Plusieurs centaines de manifestants ont sillonné les rues de Luxembourg, samedi, pour réclamer un «accès au logement digne et abordable».
«Un toit, c’est un droit», «droit au logement sans discrimination», «halte aux expulsions»… Samedi après-midi, de nombreux slogans se sont fait entendre dans les rues de la capitale lors de la deuxième «manifestation nationale pour l’accès au logement digne et abordable». À l’appel d’une vingtaine d’organisations et d’associations, réunies au sein de la coalition Wunnrecht (lire ci-dessous), quelque «700 personnes», selon l’OGBL, ont battu le pavé de la place de la Gare à la place d’Armes.
Comme l’évoquait dans Le Quotidien, samedi, la vice-présidente de l’ASBL Mieterschutz Lëtzebuerg/Association de défense des locataires de Luxembourg, Aldina Ganeto, l’association avait été contactée par des familles qui risquaient de se faire expulser de leur logement à partir du 1er avril, date à laquelle les déguerpissements pourront reprendre alors qu’ils étaient impossibles depuis le début de la crise sanitaire. Présent avec deux de ses trois enfants dans le cortège samedi, Alex pourrait être dans ce cas dans les prochaines semaines : «Nous vivons dans un appartement de deux chambres avec trois enfants, je dois mettre près de 50 % de mon salaire dans le loyer. Et pire, il y a quelques jours, j’ai perdu mon travail à cause de la crise sanitaire. Comment va-t-on faire?» Le père de famille poursuit : «Cela devient l’enfer pour pouvoir se loger. Il est temps que le logement ne soit plus une marchandise. Il faut vraiment que les politiques se réveillent et prennent conscience de la situation.»
Lors des discours à l’issue du défilé, plusieurs autres exemples ont été cités : Marie, la soixantaine, était caissière avant d’ouvrir sa propre épicerie qui a ensuite fait faillite et aujourd’hui elle se retrouve sans emploi et vient de perdre son logement. Eduardo a 65 ans et vit dans une chambre de 14 m2 dans une maison où il y a six chambres en colocation sans salon, le tout pour un loyer mensuel de 750 euros alors qu’il a une pension de 1 500 euros…
Guillaume Chassaing
«C’est l’état d’urgence»
Félix (28 ans) voulait vivre en colocation à Esch-sur-Alzette, mais il n’a «jamais pu être enregistré à la commune». «Je n’ai pas compris, lance l’étudiant. Aujourd’hui, c’est réglé parce que je vis avec ma copine.» Son amie Katalina (27 ans) estime que «la situation du logement est très, très compliquée pour beaucoup de monde à Luxembourg, les bailleurs font ce qu’ils veulent et les loyers sont hors de prix.

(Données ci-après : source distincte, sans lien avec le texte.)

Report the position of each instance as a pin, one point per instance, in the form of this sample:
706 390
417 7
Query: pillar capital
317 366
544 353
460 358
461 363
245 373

C’est incompréhensible.»
Dans le cortège toujours, Pierre (25 ans) est éducateur spécialisé et vit «dans une caravane dans la région Centre». «Je n’ai pas les moyens de me payer un loyer pour un logement décent, explique le jeune homme. C’est aberrant de devoir mettre plus de 50 % de son salaire dans son logement alors qu’en plus la plupart des appartements ne sont plus conformes à notre ère et aux réponses que nous devons donner pour protéger le climat et l’environnement. Je revendique un droit au logement et le droit de choisir son habitat.»
Que le logement devienne un droit et qu’il soit inscrit dans la Constitution fait partie des revendications de la coalition Wunnrecht et de l’ensemble des manifestants présents samedi. Dans leur catalogue, ils demandent aussi la construction ou l’aménagement de 30 000 logements abordables, accessibles aux personnes à revenu modeste; la construction ou l’aménagement d’urgence de 3 000 à 4 000 logements sociaux nécessaires à court terme; la mise en place d’un outil efficace de contrôle du plafonnement des loyers; la taxation des logements vides; une lutte active contre toute discrimination relative à l’accès au logement; l’arrêt des avantages fiscaux dans le domaine de l’immobilier qui alimentent la spéculation…
«Six mois après notre première manifestation (NDLR : le 10 octobre), rien n’a changé, a souligné dans son discours Frédéric Krier, membre du comité exécutif de l’OGBL. C’est toujours l’état d’urgence et nous demandons une réelle politique du logement.» Samedi, ce constat et cette attente étaient partagés par tous les manifestants.